On raconte que bien avant que le temps ne laisse ses marques sur les pierres, le Château de la Seigne vivait comme un petit monde à part. Ici, tout semblait s’organiser autour d’un équilibre presque parfait, comme si le domaine respirait au rythme de celles qu’on appelait simplement Les Demoiselles. Respectées, un peu mystérieuses, elles veillaient sur ces terres où chacun trouvait sa place.

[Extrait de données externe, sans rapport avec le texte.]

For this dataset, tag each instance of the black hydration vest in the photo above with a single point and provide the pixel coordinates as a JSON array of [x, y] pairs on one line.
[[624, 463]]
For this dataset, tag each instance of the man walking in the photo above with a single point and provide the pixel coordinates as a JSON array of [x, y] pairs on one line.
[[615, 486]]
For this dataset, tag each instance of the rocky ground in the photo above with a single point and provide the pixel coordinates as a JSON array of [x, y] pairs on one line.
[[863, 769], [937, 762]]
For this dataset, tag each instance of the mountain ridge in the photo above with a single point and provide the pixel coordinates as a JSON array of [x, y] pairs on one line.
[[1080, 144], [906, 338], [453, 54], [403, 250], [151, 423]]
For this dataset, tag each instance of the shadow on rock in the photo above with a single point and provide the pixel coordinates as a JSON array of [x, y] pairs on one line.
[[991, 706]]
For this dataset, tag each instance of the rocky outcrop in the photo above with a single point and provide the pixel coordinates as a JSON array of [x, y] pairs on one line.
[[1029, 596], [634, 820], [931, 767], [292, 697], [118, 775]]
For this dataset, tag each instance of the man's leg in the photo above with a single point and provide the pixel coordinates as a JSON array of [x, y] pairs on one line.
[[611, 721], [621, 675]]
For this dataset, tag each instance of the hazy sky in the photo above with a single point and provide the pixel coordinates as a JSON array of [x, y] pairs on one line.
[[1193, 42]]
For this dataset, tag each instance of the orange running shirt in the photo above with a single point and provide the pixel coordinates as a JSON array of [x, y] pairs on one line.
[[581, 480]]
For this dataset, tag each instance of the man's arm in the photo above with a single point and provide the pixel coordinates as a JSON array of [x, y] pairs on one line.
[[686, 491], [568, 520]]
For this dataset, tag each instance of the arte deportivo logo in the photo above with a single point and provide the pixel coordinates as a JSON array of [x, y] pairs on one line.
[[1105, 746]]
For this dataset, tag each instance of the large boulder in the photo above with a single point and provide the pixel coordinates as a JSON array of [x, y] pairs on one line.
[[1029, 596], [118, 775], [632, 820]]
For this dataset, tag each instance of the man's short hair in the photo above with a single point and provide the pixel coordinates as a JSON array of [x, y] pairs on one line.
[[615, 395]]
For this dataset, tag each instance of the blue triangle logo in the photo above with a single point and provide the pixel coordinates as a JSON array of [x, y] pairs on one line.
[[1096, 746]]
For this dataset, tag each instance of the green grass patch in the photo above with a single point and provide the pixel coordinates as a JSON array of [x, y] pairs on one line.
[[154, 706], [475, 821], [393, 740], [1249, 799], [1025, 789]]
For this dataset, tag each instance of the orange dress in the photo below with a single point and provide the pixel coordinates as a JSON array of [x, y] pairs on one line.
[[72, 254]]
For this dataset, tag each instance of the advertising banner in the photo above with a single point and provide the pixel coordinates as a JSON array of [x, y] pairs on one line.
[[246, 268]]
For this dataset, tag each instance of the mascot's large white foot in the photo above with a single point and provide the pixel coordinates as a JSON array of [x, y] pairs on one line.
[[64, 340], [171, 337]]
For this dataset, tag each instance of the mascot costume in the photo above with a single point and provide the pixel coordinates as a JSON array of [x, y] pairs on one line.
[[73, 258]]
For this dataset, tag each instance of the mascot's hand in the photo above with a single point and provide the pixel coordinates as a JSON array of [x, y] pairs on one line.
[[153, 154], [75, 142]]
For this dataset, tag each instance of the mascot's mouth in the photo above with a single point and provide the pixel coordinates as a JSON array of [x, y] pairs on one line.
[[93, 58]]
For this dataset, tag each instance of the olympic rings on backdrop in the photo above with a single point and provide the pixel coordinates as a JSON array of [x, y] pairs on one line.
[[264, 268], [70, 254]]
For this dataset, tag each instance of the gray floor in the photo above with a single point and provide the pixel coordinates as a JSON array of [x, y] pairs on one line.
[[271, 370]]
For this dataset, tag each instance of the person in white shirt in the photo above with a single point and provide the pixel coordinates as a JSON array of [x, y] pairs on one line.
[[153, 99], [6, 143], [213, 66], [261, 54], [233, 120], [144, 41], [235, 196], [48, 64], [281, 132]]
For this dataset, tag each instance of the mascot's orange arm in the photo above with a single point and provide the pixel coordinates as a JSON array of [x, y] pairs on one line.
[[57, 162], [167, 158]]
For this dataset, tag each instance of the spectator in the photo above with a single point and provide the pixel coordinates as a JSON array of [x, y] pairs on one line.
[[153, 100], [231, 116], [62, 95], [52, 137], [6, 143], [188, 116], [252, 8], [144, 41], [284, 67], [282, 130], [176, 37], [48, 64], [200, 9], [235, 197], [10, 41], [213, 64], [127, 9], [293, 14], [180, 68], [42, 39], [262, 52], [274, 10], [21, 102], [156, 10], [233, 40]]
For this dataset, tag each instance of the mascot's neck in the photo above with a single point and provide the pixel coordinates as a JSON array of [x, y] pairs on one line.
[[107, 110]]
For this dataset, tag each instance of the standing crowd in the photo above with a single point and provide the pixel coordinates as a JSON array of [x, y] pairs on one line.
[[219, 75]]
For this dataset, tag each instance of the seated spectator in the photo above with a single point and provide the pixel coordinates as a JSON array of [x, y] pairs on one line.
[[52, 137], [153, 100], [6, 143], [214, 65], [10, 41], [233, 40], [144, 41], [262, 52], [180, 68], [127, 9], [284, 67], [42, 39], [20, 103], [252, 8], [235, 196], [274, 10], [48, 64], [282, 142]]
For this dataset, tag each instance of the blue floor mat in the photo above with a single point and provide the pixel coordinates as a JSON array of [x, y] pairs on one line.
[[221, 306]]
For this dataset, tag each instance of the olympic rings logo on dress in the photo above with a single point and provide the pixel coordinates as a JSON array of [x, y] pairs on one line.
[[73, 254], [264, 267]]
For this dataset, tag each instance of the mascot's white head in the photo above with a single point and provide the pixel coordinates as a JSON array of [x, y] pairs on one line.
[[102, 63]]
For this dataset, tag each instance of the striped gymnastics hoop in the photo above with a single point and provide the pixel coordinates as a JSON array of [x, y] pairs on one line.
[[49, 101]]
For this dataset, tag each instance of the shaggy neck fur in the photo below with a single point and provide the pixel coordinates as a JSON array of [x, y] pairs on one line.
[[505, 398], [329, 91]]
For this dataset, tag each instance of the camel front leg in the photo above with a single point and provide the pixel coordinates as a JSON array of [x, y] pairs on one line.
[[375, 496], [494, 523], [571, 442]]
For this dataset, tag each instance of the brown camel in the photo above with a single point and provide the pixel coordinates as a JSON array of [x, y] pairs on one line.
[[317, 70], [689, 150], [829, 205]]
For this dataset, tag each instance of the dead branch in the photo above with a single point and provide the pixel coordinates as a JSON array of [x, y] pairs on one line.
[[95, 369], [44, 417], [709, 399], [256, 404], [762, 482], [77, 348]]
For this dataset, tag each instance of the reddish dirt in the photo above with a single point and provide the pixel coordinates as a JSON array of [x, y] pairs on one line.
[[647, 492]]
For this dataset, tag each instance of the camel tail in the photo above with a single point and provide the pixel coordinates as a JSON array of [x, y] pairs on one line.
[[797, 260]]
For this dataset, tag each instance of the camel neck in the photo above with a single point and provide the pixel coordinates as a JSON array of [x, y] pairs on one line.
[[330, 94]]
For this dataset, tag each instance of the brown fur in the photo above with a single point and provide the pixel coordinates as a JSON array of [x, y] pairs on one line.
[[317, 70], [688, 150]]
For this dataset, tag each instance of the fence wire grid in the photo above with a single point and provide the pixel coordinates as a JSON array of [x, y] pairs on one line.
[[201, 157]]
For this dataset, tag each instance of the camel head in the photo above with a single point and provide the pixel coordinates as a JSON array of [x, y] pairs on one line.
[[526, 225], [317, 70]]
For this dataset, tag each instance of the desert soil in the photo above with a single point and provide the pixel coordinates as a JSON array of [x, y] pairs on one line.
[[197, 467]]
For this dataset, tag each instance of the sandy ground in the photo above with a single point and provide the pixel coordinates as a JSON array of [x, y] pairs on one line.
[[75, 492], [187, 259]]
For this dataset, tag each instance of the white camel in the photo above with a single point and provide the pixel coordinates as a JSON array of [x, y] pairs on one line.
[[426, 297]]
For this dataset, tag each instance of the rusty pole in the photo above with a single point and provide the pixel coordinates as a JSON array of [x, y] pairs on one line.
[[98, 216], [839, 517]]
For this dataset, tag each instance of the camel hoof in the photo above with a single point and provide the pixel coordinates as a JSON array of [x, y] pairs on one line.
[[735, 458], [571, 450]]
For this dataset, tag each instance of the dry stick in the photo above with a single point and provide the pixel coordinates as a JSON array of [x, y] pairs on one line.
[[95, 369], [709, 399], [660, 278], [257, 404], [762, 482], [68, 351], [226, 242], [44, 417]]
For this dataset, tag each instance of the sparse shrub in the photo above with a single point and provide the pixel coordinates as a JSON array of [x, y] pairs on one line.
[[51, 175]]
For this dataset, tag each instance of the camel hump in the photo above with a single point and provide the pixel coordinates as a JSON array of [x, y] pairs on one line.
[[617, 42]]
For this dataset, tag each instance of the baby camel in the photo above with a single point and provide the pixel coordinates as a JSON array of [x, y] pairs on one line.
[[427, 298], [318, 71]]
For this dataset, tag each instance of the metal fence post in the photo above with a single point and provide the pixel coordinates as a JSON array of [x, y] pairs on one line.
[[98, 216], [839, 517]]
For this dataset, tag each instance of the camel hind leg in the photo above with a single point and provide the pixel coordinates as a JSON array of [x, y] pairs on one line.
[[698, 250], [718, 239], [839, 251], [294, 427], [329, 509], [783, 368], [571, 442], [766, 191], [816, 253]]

L’eau y chantait partout. Elle descendait des toits, s’infiltrait dans les puits, s’échappait de la grotte pour remplir un bassin discret où quelques carpes paresseuses ondulaient sous le regard complice du jardinier. Puis, sans jamais se perdre, elle poursuivait son chemin jusqu’à l’étang, ne disparaissant qu’au cœur des étés les plus secs. Même la fontaine à tête de lion semblait murmurer l’abondance, son filet d’eau rappelant que le château n’avait besoin de personne pour vivre.


Avant que l’eau potable n’arrive dans les maisons, une ingénieuse organisation permettait déjà à chacun d’en profiter. Une cuve perchée sur le toit alimentait les éviers du château et la cuisine du régisseur. Plus loin, un foudre caché et des tuyaux enterrés apportaient l’eau aux métayers, jusque dans leurs gestes du quotidien. Rien n’était laissé au hasard.


Puis il y avait la cloche.


Suspendue à l’entrée, elle ne sonnait pas pour annoncer de grands événements, mais pour rassembler. À l’heure de la traite, son tintement appelait les familles. Chacun arrivait avec son récipient, dans une simplicité presque rituelle, comme un moment partagé qui rythmait les journées.

La vie, ici, était faite de travail, mais aussi de liens. Dans l’écurie, trois percherons puissants et une vache participaient à la vie du domaine. Autour, le potager, les poules, les lapins, les pigeons et les cochons assuraient la subsistance de tous. Chaque famille de métayers avait le sien, installé près du portail. On raconte même que le petit-fils du régisseur aimait parfois les faire courir… et que, ces jours-là seulement, le grand portail était fermé, de peur de voir toute la petite troupe s’échapper dans la campagne.


Mais le domaine ne s’arrêtait pas aux murs du château. Les terres environnantes appartenaient elles aussi à la famille, et l’on y cultivait la vigne pour produire le vin du domaine. À la saison des récoltes, de nouvelles familles venaient prêter main forte, apportant avec elles une animation particulière, comme si le château s’agrandissait le temps d’un été. Puis, une fois les vendanges terminées, le calme revenait, et chacun se consacrait à l’entretien du parc et des jardins, perpétuant ainsi le rythme naturel des saisons.


Et puis, une fois la journée terminée, la cour s’animait autrement. Les outils posés, les rires prenaient le relais. Les parties de pétanque rassemblaient les familles, et dans la douceur du soir, le château devenait un lieu de partage, presque une grande maison où l’on restait pour la vie.

Le temps a passé. Les voix se sont tues, les habitudes se sont effacées, mais quelque chose est resté, comme une empreinte invisible dans les murs.


Lorsque nous avons découvert le Château de la Seigne, en décembre 2020, il ne demandait qu’à revivre. Derrière les pierres fatiguées, on devinait encore les échos de cette vie d’autrefois. Alors, en mai 2021, nous avons commencé les travaux. Lentement, pièce après pièce, nous avons entrepris de lui redonner souffle.


Aujourd’hui, chaque mur restauré, chaque détail retrouvé, semble raconter à nouveau cette histoire. Comme si le château n’avait jamais vraiment cessé de vivre… et qu’il attendait simplement que quelqu’un vienne, à son tour, en écrire la suite.